I challenge you to try to do what I have trouble doing even today. Try to imagine a nearly fourteen-year-old girl having to sleep with her mother on the beach in a large carton, a girl with nearly no clothes, old shoes, who couldn’t go to school, a girl who had to wash herself in public toilets, a girl for whom finding a quarter or even a dime on the sidewalk or the beach was like finding gold.
Then try to imagine this girl being taken out of a hospital room full of welfare patients and brought to a private room where she was given a private-duty nurse, treated by the biggest specialists, and then brought flowers and gifts she had only dreamed about while walking past store windows.
Imagine this girl taken to live in a mansion that could only be approached on a private road, a uniquely styled house with a tower that made it look like a castle. Not only did it have tennis courts and an indoor pool and an outdoor Olympic-size pool, but there was also a man-made lake big enough for rowboats. Imagine her being given a room that was larger than the house in which she had once lived, a suite with a closet that looked half the length of a basketball court, filled with cloth
es and shoes, many of which had never been worn more than once and some of which still had the price tags attached to them.
Imagine her having her own private physical therapist to get her strong and well again by exercising in the indoor pool in that same mansion. She was also provided with her own private tutor to get her ready to go to school again—not just any school, but a beautiful private school with only the children of the very rich attending and with classes small enough for each and every student to get personal attention.
If you can imagine all of that, you can see me now, years later, a high school senior bedecked in only the most fashionable styles and trends, a girl who is constantly told she is exotically beautiful, something her mother was and she always dreamed she would be.
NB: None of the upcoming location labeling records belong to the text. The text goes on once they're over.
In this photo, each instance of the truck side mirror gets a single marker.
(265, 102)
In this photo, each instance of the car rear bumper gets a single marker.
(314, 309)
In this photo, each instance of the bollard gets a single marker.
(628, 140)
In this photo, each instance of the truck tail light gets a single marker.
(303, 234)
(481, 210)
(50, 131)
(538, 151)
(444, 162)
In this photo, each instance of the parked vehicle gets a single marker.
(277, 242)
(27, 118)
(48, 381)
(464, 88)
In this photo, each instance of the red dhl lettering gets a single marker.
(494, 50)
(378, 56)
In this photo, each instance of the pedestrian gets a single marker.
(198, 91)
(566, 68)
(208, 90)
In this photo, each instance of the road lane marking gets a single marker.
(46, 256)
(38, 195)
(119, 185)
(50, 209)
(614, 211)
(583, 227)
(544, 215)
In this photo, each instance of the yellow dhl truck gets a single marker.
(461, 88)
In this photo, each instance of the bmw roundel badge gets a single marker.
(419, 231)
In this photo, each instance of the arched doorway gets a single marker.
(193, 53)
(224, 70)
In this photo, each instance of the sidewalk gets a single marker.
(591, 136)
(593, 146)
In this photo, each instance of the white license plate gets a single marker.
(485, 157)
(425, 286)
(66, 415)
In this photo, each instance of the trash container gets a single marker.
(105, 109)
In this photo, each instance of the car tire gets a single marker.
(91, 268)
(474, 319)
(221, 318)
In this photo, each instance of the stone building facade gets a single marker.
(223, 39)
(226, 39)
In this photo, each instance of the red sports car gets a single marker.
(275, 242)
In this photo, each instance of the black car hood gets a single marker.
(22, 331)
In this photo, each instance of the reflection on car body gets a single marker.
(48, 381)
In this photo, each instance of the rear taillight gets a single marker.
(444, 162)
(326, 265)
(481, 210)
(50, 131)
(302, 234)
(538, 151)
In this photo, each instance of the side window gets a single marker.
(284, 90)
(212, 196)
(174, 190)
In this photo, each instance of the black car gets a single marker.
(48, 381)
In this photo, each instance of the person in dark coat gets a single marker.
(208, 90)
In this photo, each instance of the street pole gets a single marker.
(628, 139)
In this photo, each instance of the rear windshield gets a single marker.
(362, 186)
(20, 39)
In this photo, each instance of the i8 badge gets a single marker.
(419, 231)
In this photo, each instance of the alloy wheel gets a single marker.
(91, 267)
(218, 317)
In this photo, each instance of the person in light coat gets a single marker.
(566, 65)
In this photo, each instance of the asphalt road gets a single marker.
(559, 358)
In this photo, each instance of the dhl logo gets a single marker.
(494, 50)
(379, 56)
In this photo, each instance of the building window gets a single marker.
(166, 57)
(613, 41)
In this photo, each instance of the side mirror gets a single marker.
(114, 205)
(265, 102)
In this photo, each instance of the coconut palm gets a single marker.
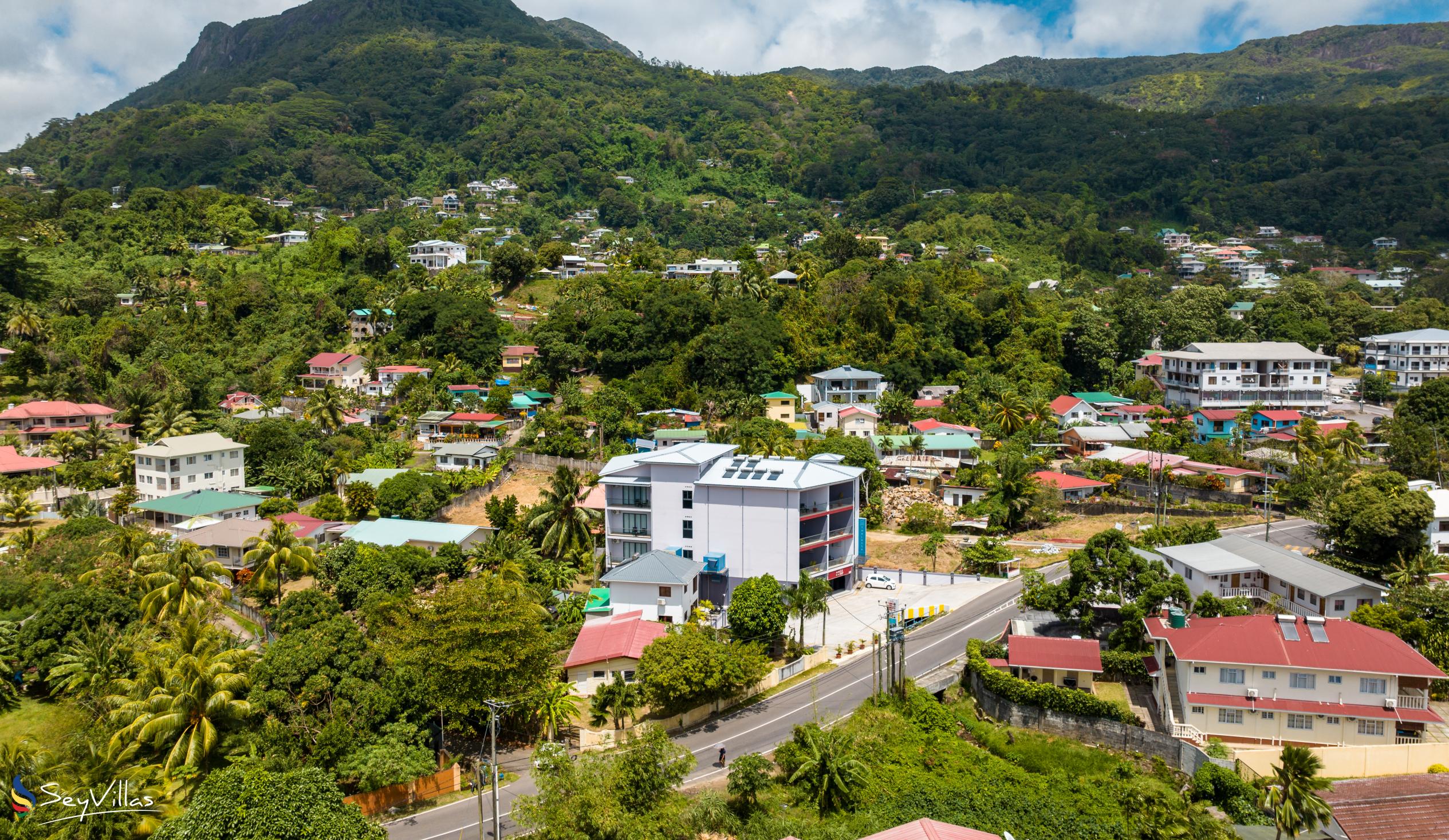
(613, 703)
(1293, 792)
(18, 507)
(829, 772)
(25, 321)
(562, 513)
(182, 706)
(553, 707)
(1010, 413)
(184, 579)
(168, 419)
(326, 409)
(277, 552)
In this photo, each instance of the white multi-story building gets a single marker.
(741, 516)
(1289, 680)
(1409, 358)
(1238, 567)
(1235, 376)
(174, 466)
(436, 254)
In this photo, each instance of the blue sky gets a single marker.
(67, 57)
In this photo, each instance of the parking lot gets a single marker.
(854, 616)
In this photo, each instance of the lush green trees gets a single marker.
(757, 610)
(251, 803)
(690, 667)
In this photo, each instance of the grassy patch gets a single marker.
(42, 721)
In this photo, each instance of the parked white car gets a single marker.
(879, 581)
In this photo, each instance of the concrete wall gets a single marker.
(1360, 761)
(1092, 731)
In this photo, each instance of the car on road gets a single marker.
(879, 581)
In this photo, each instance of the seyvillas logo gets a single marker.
(21, 800)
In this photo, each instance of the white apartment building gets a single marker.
(1238, 567)
(1289, 680)
(174, 466)
(346, 371)
(741, 516)
(436, 254)
(1410, 358)
(1235, 376)
(702, 269)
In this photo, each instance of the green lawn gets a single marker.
(41, 721)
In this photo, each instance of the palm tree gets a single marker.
(1013, 493)
(805, 600)
(1010, 413)
(561, 512)
(25, 321)
(829, 771)
(275, 552)
(326, 409)
(182, 581)
(180, 707)
(554, 707)
(1293, 792)
(168, 419)
(18, 507)
(613, 701)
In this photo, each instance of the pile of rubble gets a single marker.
(895, 502)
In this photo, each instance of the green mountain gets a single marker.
(349, 103)
(1335, 66)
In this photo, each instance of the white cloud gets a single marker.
(66, 57)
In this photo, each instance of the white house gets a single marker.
(1239, 374)
(346, 371)
(464, 455)
(289, 238)
(1409, 358)
(1289, 680)
(741, 516)
(1239, 567)
(436, 254)
(174, 466)
(663, 586)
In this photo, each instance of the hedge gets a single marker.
(1042, 694)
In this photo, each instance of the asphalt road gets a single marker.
(758, 727)
(1290, 534)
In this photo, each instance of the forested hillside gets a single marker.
(1354, 66)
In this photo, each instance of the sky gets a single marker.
(67, 57)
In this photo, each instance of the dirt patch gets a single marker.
(525, 484)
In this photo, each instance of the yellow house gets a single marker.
(780, 406)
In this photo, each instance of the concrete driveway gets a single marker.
(855, 614)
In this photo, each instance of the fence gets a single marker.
(537, 461)
(1093, 731)
(408, 792)
(1355, 762)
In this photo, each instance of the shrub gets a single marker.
(1042, 694)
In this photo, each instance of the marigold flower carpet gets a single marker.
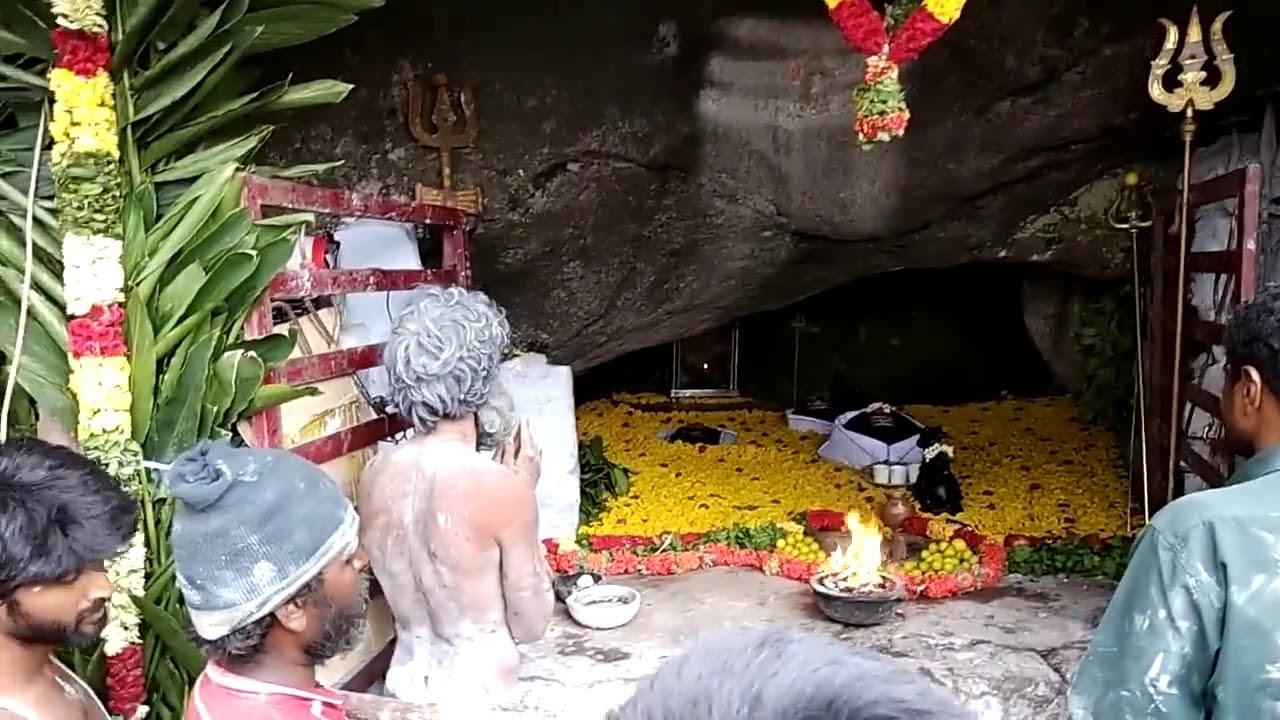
(1024, 465)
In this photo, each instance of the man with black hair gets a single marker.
(62, 518)
(268, 559)
(784, 675)
(1191, 632)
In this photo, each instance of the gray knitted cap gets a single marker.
(251, 527)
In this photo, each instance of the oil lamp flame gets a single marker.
(858, 565)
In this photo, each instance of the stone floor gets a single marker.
(1005, 652)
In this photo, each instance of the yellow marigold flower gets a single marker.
(101, 383)
(1025, 466)
(81, 14)
(83, 118)
(945, 10)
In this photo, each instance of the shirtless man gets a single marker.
(62, 518)
(452, 531)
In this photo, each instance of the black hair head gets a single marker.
(1253, 338)
(59, 514)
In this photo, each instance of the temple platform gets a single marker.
(1006, 652)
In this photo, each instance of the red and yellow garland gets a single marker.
(88, 196)
(631, 555)
(880, 103)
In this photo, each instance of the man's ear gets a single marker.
(292, 616)
(1251, 387)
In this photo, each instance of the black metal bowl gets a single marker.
(860, 609)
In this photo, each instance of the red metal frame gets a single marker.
(311, 282)
(1240, 263)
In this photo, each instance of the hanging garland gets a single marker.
(888, 42)
(88, 197)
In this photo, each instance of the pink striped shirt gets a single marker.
(222, 695)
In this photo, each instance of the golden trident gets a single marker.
(1189, 96)
(446, 139)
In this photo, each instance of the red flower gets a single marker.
(624, 563)
(918, 32)
(941, 586)
(661, 564)
(597, 563)
(97, 335)
(82, 53)
(124, 682)
(688, 561)
(860, 24)
(917, 525)
(824, 520)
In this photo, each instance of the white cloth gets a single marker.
(860, 451)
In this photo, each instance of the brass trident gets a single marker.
(1189, 96)
(446, 139)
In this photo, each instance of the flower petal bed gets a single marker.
(759, 547)
(1025, 466)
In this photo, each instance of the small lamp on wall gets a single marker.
(705, 365)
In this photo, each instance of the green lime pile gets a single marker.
(942, 559)
(800, 547)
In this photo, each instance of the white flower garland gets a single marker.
(92, 272)
(81, 14)
(128, 578)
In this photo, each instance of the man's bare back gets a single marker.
(453, 540)
(60, 695)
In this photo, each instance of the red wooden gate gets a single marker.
(1234, 270)
(306, 283)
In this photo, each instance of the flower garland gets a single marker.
(88, 195)
(675, 555)
(880, 103)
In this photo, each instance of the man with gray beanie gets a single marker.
(268, 559)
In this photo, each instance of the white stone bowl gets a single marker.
(604, 606)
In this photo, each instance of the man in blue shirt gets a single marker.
(1192, 630)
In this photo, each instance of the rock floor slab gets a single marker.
(1006, 652)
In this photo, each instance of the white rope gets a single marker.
(24, 301)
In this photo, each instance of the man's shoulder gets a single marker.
(219, 695)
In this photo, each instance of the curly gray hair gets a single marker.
(443, 360)
(785, 675)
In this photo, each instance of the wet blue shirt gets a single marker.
(1193, 629)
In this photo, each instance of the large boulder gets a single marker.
(656, 168)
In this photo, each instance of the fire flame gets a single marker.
(859, 564)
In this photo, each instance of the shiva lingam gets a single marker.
(851, 587)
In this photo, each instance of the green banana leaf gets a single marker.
(250, 372)
(142, 360)
(273, 349)
(177, 418)
(275, 395)
(174, 637)
(51, 318)
(44, 370)
(295, 24)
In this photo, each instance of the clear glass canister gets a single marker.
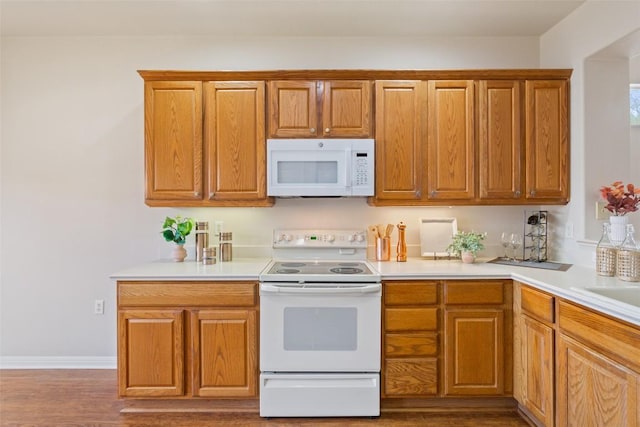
(225, 252)
(606, 253)
(628, 259)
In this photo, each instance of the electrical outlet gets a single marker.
(601, 212)
(568, 230)
(98, 306)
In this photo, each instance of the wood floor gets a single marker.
(89, 398)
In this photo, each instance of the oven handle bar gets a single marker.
(329, 290)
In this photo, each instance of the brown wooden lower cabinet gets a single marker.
(205, 346)
(447, 338)
(598, 369)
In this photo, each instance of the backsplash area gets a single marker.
(253, 227)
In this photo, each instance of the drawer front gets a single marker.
(414, 345)
(474, 292)
(537, 304)
(410, 293)
(410, 319)
(210, 294)
(411, 377)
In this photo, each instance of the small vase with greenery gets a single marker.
(466, 245)
(176, 230)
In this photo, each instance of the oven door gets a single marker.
(320, 327)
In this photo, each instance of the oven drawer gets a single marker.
(319, 395)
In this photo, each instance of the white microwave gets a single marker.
(320, 167)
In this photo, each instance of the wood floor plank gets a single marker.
(43, 398)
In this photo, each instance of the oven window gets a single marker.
(320, 328)
(307, 172)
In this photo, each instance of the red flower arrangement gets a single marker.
(621, 199)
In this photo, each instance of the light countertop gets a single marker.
(568, 284)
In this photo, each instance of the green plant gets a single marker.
(467, 242)
(177, 229)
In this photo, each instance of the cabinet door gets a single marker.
(346, 108)
(224, 353)
(538, 359)
(235, 140)
(399, 139)
(173, 140)
(293, 109)
(150, 353)
(499, 140)
(450, 168)
(547, 140)
(594, 390)
(474, 352)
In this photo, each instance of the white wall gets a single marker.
(589, 29)
(72, 170)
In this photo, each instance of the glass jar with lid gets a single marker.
(628, 258)
(606, 253)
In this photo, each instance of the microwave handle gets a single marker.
(283, 290)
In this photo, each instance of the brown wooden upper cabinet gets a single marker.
(212, 130)
(450, 140)
(472, 142)
(310, 109)
(547, 141)
(173, 140)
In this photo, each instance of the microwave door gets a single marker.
(309, 173)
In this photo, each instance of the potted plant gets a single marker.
(176, 230)
(466, 245)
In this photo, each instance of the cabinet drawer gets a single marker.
(410, 319)
(210, 294)
(410, 293)
(474, 292)
(411, 377)
(537, 304)
(416, 344)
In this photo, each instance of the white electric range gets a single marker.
(320, 326)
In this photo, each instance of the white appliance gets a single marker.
(320, 167)
(320, 326)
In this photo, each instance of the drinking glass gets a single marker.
(515, 242)
(505, 240)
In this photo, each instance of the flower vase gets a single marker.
(618, 229)
(179, 253)
(467, 257)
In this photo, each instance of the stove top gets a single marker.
(318, 271)
(319, 267)
(319, 256)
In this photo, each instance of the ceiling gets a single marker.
(343, 18)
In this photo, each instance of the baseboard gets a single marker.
(31, 362)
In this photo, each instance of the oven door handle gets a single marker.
(324, 290)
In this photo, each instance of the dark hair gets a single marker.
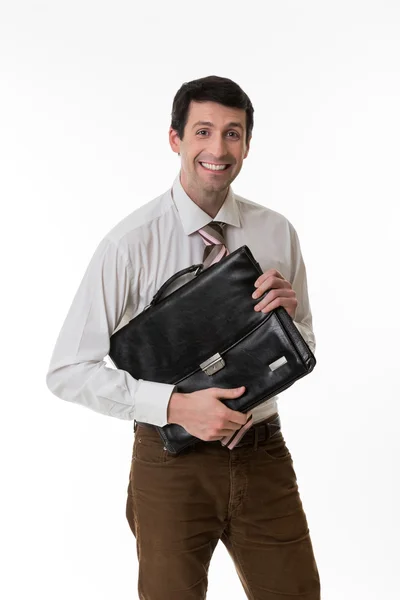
(210, 89)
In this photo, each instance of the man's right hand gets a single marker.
(203, 415)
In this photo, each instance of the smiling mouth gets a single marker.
(213, 168)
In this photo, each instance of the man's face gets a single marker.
(216, 135)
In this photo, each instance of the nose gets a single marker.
(217, 147)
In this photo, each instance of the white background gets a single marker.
(85, 100)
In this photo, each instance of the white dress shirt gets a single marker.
(128, 267)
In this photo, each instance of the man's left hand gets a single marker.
(280, 294)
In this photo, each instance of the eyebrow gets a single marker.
(209, 124)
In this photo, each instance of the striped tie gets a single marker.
(215, 244)
(214, 251)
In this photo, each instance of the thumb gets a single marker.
(228, 393)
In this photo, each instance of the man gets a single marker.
(180, 506)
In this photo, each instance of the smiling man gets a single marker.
(237, 484)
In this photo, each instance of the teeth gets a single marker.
(214, 167)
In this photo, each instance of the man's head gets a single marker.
(212, 123)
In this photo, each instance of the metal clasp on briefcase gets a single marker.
(213, 364)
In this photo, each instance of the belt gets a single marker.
(260, 432)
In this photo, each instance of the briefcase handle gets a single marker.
(198, 268)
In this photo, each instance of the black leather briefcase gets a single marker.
(207, 334)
You can see me as an honor student, popular, who on her seventeenth birthday was presented with her own red BMW hardtop convertible.
How often I have sat by the window in my suite and looked out at the well-manicured grounds, the Olympic-size pool and tennis courts, and closed my eyes, feeling sure that when I opened them again, I’d be back on the beach, sitting beside my ragtag mother, staring out at the sea, both of us left dumbfounded by how quickly hardship and misery had grasped and tightly held the two of us.
But when I opened my eyes, I was still here, still the ward of a very wealthy foster family, gliding through life without a worry in the world.
Kiera was off at her charm-school college now. Her parents had yet to learn it, but she had told me she thought she was close to becoming engaged to an English boy, Richard Nandi Chenik, whose famous architect father had been knighted. She e-mailed me almost daily, describing her social life and sharing her most intimate love secrets. I knew how hard she had been working at making me feel like her sister again. I imagined she was doing it because she needed my forgiveness and because, despite what a brave and often arrogant façade she had, she was basically a very lonely person, lonely and especially afraid that I would replace her in her father’s heart. I thought that was something she would never have to fear.
Even though my foster mother desperately tried to make me feel as loved as her lost daughter had felt, I knew I was still a guest, an orphan in her husband’s eyes. Eventually, he was kind, full of praise for me, and certainly generous, but there was always that look of restraint, that realization that I was not his real daughter. He could only care for me just so much the way a father would before that look came into his eyes, and he would pull back and become more distant and formal.